Kate Rohit J
Department of Computer Science, University of Wisconsin-Milwaukee, Milwaukee, WI, United States.
JMIR Med Inform. 2021 Jan 14;9(1):e23104. doi: 10.2196/23104.
Clinical terms mentioned in clinical text are often not in their standardized forms as listed in clinical terminologies because of linguistic and stylistic variations. However, many automated downstream applications require clinical terms mapped to their corresponding concepts in clinical terminologies, thus necessitating the task of clinical term normalization.
In this paper, a system for clinical term normalization is presented that utilizes edit patterns to convert clinical terms into their normalized forms.
The edit patterns are automatically learned from the Unified Medical Language System (UMLS) Metathesaurus as well as from the given training data. The edit patterns are generalized sequences of edits that are derived from edit distance computations. The edit patterns are both character based as well as word based and are learned separately for different semantic types. In addition to these edit patterns, the system also normalizes clinical terms through the subconcepts mentioned within them.
The system was evaluated as part of the 2019 n2c2 Track 3 shared task of clinical term normalization. It obtained 80.79% accuracy on the standard test data. This paper includes ablation studies to evaluate the contributions of different components of the system. A challenging part of the task was disambiguation when a clinical term could be normalized to multiple concepts.
The learned edit patterns led the system to perform well on the normalization task. Given that the system is based on patterns, it is human interpretable and is also capable of giving insights about common variations of clinical terms mentioned in clinical text that are different from their standardized forms.
由于语言和文体的变化,临床文本中提及的临床术语往往并非临床术语表中列出的标准化形式。然而,许多自动化的下游应用需要将临床术语映射到临床术语表中的相应概念,因此需要进行临床术语规范化任务。

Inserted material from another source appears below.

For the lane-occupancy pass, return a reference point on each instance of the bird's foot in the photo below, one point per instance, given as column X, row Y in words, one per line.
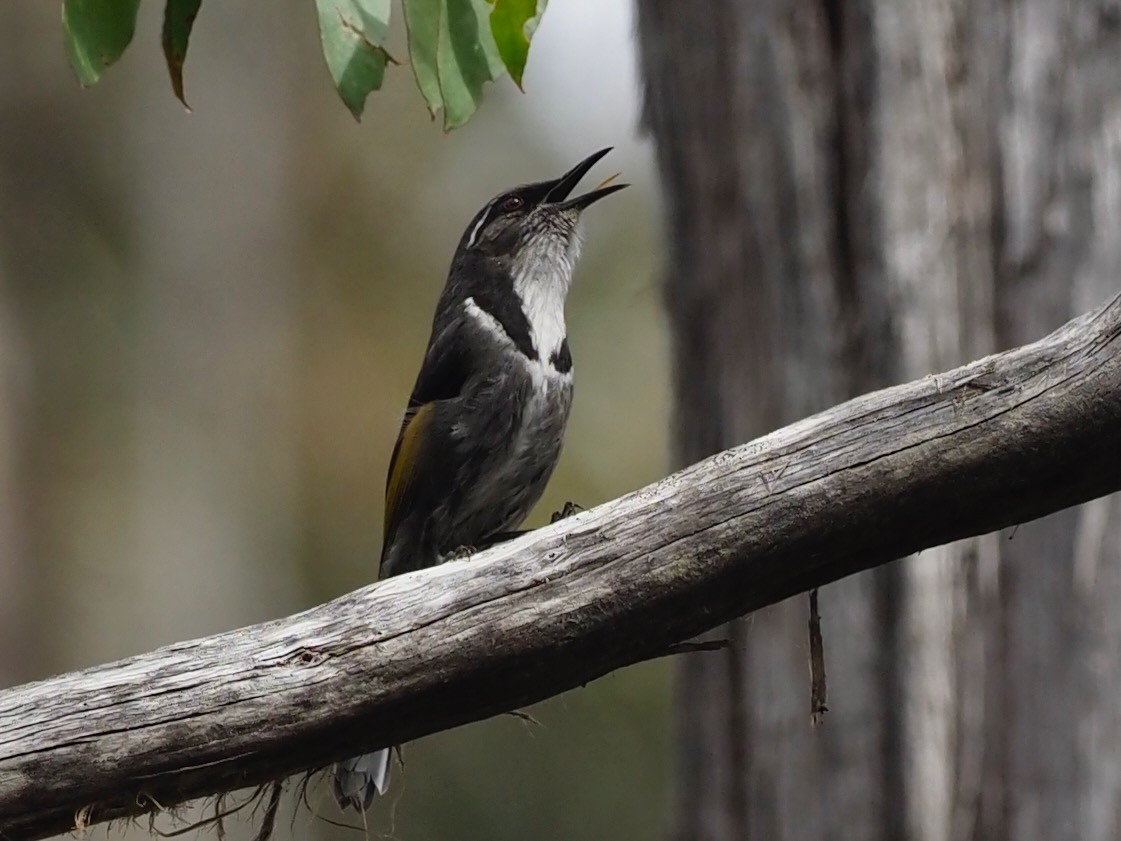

本文提出一种临床术语规范化系统,该系统利用编辑模式将临床术语转换为其规范化形式。
编辑模式是从统一医学语言系统(UMLS)元词表以及给定的训练数据中自动学习得到的。编辑模式是从编辑距离计算中派生出来的编辑的广义序列。编辑模式既有基于字符的,也有基于单词的,并且针对不同的语义类型分别进行学习。除了这些编辑模式外,该系统还通过临床术语中提到的子概念对临床术语进行规范化。
该系统作为2019年n2c2临床术语规范化共享任务第3赛道的一部分进行了评估。在标准测试数据上,它获得了80.79%的准确率。本文包括消融研究,以评估系统不同组件的贡献。当一个临床术语可以规范化为多个概念时,任务中一个具有挑战性的部分是消歧。
所学习的编辑模式使系统在规范化任务中表现良好。鉴于该系统基于模式,它具有人类可解释性,并且还能够深入了解临床文本中提到的与标准化形式不同的临床术语的常见变体。